Hacker News new | ask | show | jobs
What Is the Point of Docker?
8 points by wandering-human 2706 days ago
So I am reading about Docker because I have seen quite few articles about but never really investigated it till now. However, I don't get the point? It seems like the main benefit is it makes sure all your dependencies are contained in a single unit.

However, if that was a concern I could just statically compile my code and any dependencies in a single binary. If that's a concern why use shared libraries and introduce this additionally layer?

4 comments

Containers provide atomic deploys. Packaged as a single container an application with all its dependencies is either entirely installed as instructed or not installed at all. Deploys don't require building. No compiles. No downloading dependencies. With containers, there are no partial installations (or intermediate states). That's the big deal about containers (imagine an application on 1000's of networked servers big enough that hardware/software/network failures are the norm).

So containers are a way of packaging applications. The big deal about Docker is that it focuses on tooling the individual software developer experience rather than industrial scale sys-ops in data centers. Docker allows developers to test there software in stable environments, more easily. Containers don't get automatic upgrades. They don't vary between my laptop and your laptop. Or more commonly between my laptop today and my laptop tomorrow even though I ran `apt upgrade` (or more importantly, Windows installed updates since Docker even runs on Windows).

You can do that would with a single static binary though. At the point it either runs or does not on the system.

How is that problem? Unless I need it to work with an old version. I would want anything I write to work with the latest version of a library, os ect... If it breaks while I am writing it that means I am likely doing something wrong or found a bug in underlying dependency or system.

-edit- I do suppose people develop software with languages that can't be compiled. Although, I see GO developers mention docker.

It’s a container, which has its own networking and process containment. (You can list the processes running and you will only see your own process running in the container.) You get to build and configure your container using the command line. And contain those steps as a definition file is reproducibility and “infrastructure as code” is handled.

And these containers can run on a bare metal Linux box, so unlike VMs Docker removes abstractions and overhead.

Docker simplifies software development and deployment so you don’t need a lot of additional configuration tools for infrastructure as code.

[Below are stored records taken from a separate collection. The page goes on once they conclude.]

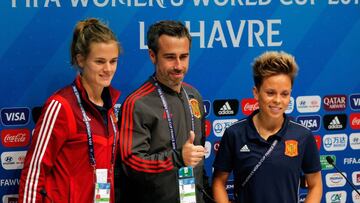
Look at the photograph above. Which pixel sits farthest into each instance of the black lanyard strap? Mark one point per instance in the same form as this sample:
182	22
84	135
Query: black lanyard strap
89	134
168	115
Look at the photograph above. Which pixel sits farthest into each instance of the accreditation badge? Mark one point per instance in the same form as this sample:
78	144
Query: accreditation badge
195	108
187	185
102	187
291	148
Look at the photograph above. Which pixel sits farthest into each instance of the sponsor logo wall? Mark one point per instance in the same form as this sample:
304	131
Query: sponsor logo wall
226	36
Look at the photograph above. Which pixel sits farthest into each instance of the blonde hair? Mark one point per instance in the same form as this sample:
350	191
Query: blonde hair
86	32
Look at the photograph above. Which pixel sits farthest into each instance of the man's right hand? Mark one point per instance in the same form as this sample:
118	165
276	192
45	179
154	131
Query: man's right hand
192	154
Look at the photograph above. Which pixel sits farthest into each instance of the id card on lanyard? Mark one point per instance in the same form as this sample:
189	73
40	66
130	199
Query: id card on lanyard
186	178
102	187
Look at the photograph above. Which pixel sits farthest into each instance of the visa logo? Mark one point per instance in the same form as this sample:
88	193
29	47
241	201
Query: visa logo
311	122
15	116
355	101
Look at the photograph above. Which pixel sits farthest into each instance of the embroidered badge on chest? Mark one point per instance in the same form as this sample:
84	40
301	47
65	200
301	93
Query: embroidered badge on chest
291	148
195	107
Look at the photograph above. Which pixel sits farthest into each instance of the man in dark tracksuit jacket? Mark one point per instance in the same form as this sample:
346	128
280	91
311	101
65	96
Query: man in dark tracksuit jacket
150	158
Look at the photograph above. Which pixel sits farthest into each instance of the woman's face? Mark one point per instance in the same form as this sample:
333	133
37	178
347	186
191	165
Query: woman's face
99	67
273	96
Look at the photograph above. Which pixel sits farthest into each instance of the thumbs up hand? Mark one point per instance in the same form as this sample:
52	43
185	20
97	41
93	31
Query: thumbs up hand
192	154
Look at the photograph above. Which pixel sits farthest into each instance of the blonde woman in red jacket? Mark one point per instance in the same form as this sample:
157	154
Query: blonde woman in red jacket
71	156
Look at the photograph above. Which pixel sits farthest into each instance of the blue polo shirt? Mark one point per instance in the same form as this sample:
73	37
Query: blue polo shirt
278	178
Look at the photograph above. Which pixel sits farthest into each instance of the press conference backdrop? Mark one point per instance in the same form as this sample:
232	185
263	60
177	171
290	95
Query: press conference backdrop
323	35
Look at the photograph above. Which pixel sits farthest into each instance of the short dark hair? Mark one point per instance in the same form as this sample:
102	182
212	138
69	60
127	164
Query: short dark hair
274	63
86	32
165	27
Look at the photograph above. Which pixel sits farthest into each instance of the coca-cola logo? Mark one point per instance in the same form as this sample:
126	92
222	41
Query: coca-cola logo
15	137
216	146
249	105
355	121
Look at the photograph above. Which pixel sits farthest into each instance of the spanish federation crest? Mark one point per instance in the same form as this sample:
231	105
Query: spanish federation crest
291	148
195	107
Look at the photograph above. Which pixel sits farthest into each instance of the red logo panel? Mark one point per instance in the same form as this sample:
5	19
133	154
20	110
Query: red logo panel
207	128
249	105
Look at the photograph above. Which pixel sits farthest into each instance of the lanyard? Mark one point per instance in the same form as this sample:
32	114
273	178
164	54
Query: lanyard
89	134
167	111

Docker containers, like shipping containers is about reaping the benefits of standardization. Yes, you can statically compile a binary, but with a containerized app, you have a standardized deployment unit for any technology not just those that compile to a single binary. Also you have the flexibility to deploy and configure a mix of containers on a pool of hardware all with central control and management of infrastructure its supporting services.
Shared libraries are just one part of it. Containers also have their own filesystem for handling things like configuration files, data files, helper binaries, etc. Being self-contained, you don't need to worry about namespace conflicts running multiple of these at the same time on the same machine. If you were doing processes, you'd have to specify different command lines, different paths, etc. With docker, you run multiple containers. Same for network ports - containers are on their own isolated network port space and network bridge.
Okay that make sense if you run multiple of a program on a single machine. Although, If I knew that was use case I could ensure any program I right would not conflict with its self.

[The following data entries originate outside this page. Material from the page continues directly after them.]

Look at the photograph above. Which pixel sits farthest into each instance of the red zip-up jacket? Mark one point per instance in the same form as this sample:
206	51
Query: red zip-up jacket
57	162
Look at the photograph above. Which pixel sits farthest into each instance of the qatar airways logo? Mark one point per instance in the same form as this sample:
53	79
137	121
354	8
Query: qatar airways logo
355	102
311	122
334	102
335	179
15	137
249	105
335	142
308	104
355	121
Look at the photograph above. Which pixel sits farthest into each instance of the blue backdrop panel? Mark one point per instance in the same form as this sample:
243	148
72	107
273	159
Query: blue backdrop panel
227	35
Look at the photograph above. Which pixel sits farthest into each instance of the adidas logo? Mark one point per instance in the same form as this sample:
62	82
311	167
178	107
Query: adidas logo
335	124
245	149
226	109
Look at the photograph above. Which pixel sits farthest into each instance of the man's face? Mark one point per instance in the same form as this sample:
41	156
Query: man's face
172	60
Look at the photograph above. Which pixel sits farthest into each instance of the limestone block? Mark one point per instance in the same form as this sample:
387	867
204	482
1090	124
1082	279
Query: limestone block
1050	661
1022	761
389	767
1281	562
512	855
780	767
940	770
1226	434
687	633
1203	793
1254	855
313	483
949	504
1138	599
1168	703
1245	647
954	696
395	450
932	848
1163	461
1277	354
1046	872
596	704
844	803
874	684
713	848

Is it mainly used for existing applications? I am not sure what the benefits of isolation like this would be?

Well you also can't be sure that they aren't running some other program that is conflicting with you - for example a lot of servers run on port 8080, or 8000, or 5555.

You can also just code in your sane default config and not have to worry about that.

Also let's say you're running two different applications, and they use conflicting versions of some library or binary (like python versions). Docker is like one step of virtualization above virtualenvs, but below virtual machines (since you're sharing the same kernel).

The benefits are subtle, but there's quite a few. For example, it allows for applications to easily move from one machine to another without complex deployments. This is exactly how kubernetes works - with containers. Otherwise you'd need something like puppet or ansible to do the installs before you move apps around, and clean up after themselves.

The other thing is cleaning things up - you just delete the container, you don't have to worry about uninstalling dependencies or cleaning up after yourself. You're just isolated. But the isolation is lighter than a virtual machine, allowing you to pack more containers than VMs on a host.